Getting Project Feedback

The last week of the semester meant the final and work-in-progress screenings for a lot of people. The graduate students had both: final screenings for project one and work-in-progress screenings for project two. With work-in-progress screenings, you are sharing your work for the purpose of getting feedback and critique, and that is always a vulnerable and sometimes difficult experience. But there are ways to make it a little less painful.

Flyer for the final screenings of the practicum films.

For our feedback sessions, the graduate faculty used a four-step process geared towards making sure we, the artists, were comfortable and felt empowered.
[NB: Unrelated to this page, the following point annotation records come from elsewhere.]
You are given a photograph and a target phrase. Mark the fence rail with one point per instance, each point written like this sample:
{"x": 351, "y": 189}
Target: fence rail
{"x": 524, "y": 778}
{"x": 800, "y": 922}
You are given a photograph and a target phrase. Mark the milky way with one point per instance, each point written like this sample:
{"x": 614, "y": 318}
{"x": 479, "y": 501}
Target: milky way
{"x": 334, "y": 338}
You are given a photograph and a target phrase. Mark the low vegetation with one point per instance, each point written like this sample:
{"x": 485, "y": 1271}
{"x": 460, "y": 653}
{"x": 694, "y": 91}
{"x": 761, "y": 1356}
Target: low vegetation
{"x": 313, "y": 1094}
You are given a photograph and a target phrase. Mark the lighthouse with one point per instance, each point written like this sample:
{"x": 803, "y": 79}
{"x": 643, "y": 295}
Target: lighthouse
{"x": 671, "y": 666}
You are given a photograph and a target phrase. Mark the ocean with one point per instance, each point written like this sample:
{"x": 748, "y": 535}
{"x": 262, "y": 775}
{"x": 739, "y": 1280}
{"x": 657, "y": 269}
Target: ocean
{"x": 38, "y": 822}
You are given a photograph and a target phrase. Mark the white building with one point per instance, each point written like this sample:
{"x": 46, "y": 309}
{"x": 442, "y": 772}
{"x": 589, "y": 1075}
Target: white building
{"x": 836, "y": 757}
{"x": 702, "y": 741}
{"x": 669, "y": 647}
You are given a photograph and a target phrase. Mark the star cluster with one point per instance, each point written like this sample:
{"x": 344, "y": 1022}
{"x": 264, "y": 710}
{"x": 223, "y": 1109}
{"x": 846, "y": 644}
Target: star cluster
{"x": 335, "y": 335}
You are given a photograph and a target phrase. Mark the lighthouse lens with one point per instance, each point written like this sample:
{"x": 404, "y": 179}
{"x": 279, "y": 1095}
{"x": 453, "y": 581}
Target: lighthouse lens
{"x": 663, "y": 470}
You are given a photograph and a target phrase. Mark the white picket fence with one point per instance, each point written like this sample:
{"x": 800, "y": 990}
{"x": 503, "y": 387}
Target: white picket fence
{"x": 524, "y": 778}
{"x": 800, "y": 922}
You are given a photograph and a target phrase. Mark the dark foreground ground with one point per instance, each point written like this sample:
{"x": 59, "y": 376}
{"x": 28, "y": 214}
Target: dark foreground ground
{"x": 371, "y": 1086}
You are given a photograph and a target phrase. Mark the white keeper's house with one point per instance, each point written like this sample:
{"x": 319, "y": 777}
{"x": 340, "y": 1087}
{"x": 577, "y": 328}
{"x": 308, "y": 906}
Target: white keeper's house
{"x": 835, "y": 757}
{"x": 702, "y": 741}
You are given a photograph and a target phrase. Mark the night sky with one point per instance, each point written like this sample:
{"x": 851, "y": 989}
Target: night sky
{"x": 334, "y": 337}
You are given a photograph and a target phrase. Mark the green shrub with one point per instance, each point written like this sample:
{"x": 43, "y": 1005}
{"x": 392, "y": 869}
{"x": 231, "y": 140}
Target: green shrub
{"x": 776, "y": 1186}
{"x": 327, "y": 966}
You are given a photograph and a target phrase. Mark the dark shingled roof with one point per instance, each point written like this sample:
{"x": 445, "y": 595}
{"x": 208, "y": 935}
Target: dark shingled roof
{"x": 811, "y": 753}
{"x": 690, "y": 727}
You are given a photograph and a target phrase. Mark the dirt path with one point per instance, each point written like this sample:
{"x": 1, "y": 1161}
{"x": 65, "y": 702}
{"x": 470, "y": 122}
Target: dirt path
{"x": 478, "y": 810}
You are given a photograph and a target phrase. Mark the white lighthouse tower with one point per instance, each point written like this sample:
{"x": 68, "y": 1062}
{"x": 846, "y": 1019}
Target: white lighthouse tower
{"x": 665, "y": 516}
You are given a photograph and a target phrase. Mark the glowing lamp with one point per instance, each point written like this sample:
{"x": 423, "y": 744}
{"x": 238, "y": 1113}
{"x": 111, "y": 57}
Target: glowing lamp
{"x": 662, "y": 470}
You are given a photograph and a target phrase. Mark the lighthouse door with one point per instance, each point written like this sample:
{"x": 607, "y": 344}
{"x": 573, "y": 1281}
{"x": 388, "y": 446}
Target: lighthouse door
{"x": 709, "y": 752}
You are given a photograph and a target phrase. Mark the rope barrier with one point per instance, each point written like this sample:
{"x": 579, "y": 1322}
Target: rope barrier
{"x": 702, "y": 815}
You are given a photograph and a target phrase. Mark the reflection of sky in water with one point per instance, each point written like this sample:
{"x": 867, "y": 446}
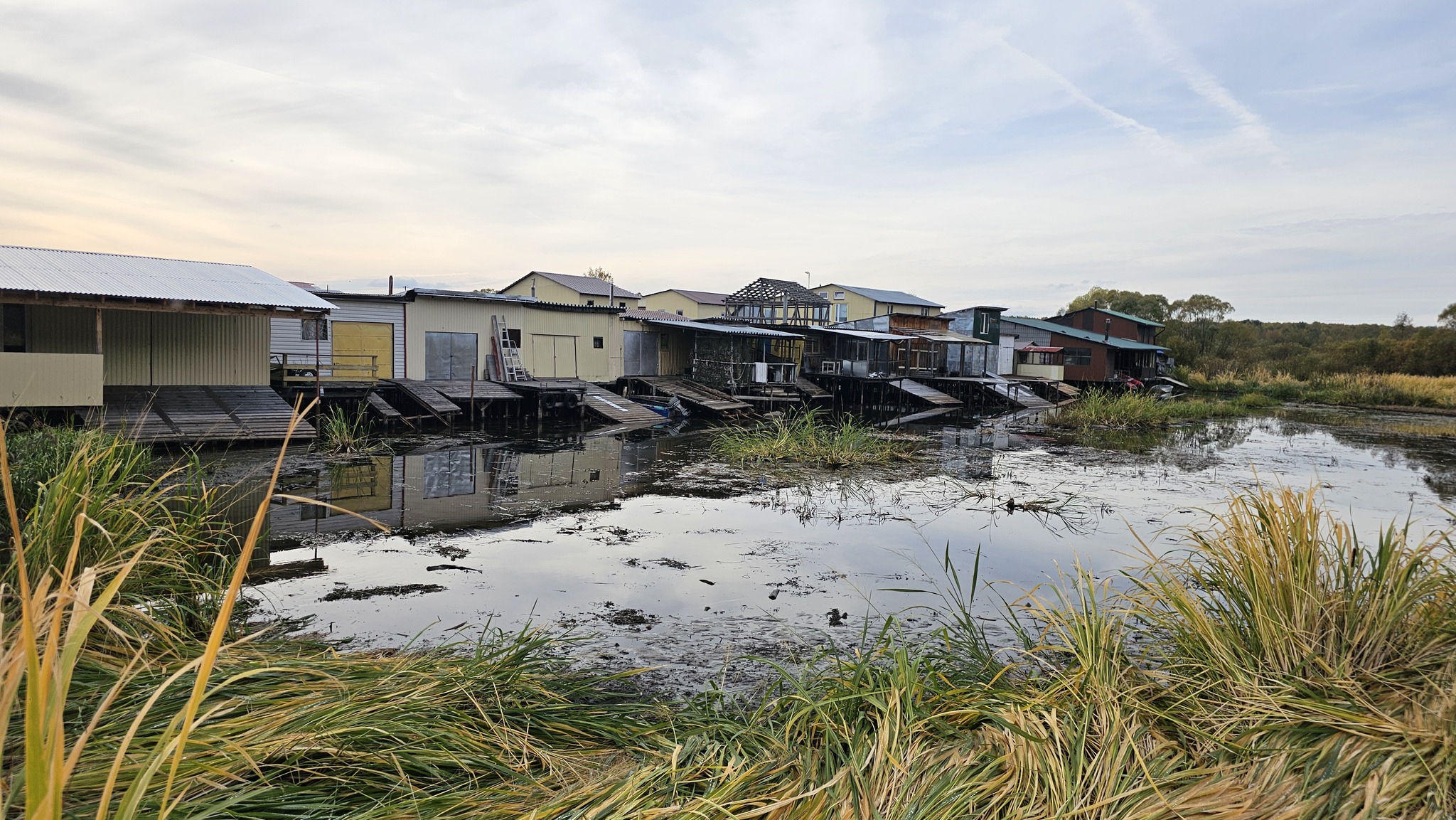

The first step, after the screening, was the faculty telling us what stood out to them, what was memorable, what they liked. It really helped in learning what works in a film. A lot of the time when work is getting critiqued, the focus is on what can be fixed, so having a moment to dwell on what’s right is really helpful.

The second step in the process were the artists asking questions to the faculty. Chances are that you know what’s wrong with your project more so than most people, so getting the chance to ask what the faculty think about certain choices you’ve made or about the themes, story elements, and visualization helps you become a better artist.

Next up, the faculty asks you questions about choices you’ve made or things that aren’t quite clear to them. This helps because there will be things you’ll miss in your film or people may be interpreting differently from how you intended. So you get a fresh pair of eyes showing you things you hadn’t noticed.

Finally, the faculty shares their opinions about your work. What’s interesting about this is that they tell you that they have an opinion or suggestion about a certain thing, then ask if you would like to hear it. Then it’s up to the artist to decide whether they want the feedback or not.

Me and a lot of my classmates really appreciated this process because it really felt like it was geared towards helping us make our films better rather than telling us what’s wrong with them. It’s an enriching experience that ultimately leads to us feeling better about our abilities as filmmakers and what motivates us to keep making art.